Insist on a simple explanation — devoid of buzzwords — that clearly states the intended outcome. For instance, at Axonius we tell prospects that our platform:
- Provides a comprehensive and up-to-date asset inventory
- Surfaces coverage gaps and validates security controls
- Automates enforcement actions
Don’t settle for, We prevent breaches. Instead, look for sales people who detail specifics and quantify risk. For example:
- Our passwordless solution eliminates passwords — one of the largest attack vectors — to decrease the likelihood of unauthorized system access.
- Our platform monitors DNS traffic to identify known-bad domains and prevents users from connecting to malicious or compromised hosts.
- Our endpoint agent can be installed on every device connecting to your network. The agent checks the device’s security hygiene before every connection attempt and approves or blocks access depending on its security state.
The less hyperbole a product maker provides, the easier it will be to assess their impact.2> How is Your Product Deployed?
Also ask questions like: Where is it deployed? How long will it take to deploy? How are system updates handled?
Depending on your organization’s architecture, risk tolerance, and in-house capabilities, find a product that fits your needs. A product doesn’t need to be SaaS or cloud-native or any other feature if that’s not what you, the customer, need. It may be de rigueur to say or even build certain things, but it’s you and your organization that need the product to fit your environment.
Further, try to talk to a current customer to learn about their actual deployment. Every vendor will promise deployment in hours or days when, in reality, many will take weeks or months. That impacts your bottom line and ability to control risk.3> How Will Your Platform/Product Improve My Security Posture?

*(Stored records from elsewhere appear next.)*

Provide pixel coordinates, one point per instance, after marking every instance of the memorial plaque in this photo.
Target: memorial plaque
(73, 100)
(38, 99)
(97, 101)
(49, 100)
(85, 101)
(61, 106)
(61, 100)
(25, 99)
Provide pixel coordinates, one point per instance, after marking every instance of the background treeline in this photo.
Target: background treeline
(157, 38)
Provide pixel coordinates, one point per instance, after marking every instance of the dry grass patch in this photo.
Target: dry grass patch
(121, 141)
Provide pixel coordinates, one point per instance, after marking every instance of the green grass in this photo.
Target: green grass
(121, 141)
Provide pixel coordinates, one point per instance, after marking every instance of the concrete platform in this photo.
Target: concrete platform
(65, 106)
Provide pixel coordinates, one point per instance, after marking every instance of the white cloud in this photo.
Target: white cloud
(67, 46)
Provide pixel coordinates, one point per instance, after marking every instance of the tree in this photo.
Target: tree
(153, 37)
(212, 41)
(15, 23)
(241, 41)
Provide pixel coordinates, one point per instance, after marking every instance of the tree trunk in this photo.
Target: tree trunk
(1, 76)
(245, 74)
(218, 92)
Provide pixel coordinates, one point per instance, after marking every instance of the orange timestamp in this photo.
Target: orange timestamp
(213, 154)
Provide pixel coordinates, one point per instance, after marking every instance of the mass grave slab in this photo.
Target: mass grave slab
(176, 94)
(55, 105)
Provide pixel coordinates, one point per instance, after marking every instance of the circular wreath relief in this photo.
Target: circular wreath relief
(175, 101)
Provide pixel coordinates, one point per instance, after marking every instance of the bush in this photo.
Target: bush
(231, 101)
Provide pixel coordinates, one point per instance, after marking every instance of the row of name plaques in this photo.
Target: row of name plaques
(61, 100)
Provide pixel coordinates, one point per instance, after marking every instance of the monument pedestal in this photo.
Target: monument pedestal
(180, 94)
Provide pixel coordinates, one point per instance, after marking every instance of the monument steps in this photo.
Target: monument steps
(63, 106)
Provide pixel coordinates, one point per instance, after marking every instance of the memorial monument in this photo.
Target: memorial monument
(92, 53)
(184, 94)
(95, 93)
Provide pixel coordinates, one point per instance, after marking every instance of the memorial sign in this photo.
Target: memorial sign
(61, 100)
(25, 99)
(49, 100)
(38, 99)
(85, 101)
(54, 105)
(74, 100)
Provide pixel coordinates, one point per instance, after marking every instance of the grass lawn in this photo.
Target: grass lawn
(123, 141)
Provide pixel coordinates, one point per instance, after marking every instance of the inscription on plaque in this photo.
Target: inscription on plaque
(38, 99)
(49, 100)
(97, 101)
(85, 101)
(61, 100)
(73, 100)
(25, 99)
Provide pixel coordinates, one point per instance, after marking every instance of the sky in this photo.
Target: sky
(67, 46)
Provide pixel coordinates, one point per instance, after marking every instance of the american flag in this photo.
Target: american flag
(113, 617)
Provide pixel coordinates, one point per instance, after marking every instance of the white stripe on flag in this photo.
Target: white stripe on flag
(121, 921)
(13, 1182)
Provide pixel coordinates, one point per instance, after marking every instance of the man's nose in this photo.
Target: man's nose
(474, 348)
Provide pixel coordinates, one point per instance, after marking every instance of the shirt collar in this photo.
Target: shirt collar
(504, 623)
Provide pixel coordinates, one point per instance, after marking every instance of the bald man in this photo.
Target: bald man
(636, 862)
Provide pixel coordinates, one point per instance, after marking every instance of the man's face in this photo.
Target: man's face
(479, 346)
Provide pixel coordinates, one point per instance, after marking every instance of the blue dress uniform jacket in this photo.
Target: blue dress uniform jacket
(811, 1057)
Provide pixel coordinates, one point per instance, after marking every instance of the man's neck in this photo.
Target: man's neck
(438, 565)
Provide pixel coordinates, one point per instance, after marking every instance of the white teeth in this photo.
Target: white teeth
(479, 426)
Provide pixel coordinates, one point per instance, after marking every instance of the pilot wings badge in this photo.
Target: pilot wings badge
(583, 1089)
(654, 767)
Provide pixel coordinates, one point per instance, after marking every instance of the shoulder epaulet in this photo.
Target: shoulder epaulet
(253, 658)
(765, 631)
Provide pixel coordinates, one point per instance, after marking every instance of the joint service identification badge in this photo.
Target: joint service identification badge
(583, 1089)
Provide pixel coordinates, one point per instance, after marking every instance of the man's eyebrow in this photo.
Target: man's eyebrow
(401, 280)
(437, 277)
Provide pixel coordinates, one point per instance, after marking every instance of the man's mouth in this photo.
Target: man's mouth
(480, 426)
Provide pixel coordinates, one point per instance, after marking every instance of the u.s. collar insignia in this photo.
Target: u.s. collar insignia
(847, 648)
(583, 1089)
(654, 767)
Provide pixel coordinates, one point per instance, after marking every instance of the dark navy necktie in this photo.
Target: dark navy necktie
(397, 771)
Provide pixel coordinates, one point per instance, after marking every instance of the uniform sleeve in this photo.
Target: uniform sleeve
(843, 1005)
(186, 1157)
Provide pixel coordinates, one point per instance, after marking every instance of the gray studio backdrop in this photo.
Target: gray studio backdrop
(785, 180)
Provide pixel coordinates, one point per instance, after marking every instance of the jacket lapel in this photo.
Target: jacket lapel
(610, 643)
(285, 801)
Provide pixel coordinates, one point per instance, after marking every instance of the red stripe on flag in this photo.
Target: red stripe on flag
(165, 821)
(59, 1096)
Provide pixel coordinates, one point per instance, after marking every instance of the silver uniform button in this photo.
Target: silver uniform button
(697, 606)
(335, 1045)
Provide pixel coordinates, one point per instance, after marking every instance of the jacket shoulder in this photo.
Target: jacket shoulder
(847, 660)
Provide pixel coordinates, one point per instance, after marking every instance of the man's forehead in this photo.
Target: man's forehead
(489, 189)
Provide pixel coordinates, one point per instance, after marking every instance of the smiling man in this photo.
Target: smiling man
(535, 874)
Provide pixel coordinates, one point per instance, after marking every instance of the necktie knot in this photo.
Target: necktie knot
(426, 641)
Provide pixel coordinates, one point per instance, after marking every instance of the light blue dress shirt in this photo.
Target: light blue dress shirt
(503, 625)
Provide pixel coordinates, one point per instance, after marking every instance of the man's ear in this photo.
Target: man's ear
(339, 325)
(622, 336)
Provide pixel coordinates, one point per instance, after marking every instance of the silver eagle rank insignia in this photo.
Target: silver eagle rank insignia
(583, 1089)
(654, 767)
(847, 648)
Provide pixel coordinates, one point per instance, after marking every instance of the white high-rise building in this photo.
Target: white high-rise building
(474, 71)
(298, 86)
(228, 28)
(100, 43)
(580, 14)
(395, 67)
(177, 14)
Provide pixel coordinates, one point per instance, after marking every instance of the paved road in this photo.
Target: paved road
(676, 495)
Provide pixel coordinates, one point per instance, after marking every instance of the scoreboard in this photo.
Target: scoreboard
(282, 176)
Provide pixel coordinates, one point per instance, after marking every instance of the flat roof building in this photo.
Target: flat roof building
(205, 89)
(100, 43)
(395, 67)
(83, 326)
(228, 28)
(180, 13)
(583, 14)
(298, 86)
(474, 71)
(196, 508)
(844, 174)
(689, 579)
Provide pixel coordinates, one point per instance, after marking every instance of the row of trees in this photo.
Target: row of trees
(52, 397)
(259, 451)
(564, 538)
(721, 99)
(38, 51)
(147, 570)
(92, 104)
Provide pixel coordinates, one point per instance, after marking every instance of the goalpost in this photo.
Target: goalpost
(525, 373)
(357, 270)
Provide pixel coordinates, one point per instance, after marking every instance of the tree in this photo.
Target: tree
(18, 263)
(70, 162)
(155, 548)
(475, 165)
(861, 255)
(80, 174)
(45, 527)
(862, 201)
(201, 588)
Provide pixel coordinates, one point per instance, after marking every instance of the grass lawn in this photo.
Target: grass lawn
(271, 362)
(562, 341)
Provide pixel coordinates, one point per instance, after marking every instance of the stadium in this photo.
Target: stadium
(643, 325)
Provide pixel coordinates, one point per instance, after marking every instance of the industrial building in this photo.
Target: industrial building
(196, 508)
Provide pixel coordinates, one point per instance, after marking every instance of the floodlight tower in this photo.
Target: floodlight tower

Again, don’t settle for a lazy answer like, We prevent breaches. Solid products allow for measurement and benchmarking. Many vendors today will show you how they map to the NIST Cybersecurity Framework, CIS Controls, or MITRE ATT&CK, which will help your organization prioritize protection and detection against the full spectrum of attacks.
Make sure the vendor demonstrates their reporting functionality in full and ensure you can customize reports to your business needs.
There are many more important vendor evaluation questions, including the security of their platform’s architecture and their customer support model. But first things first: what does it do and how will it help you. Relying on marketing speak to protect your company from cyber compromise isn’t a sound strategy.
It may take a little patient persistence on your part to wade through what sales and marketing teams are conditioned to do — be buzzword-friendly — but the good vendor reps out there will get you to the answers you need to make an informed decision.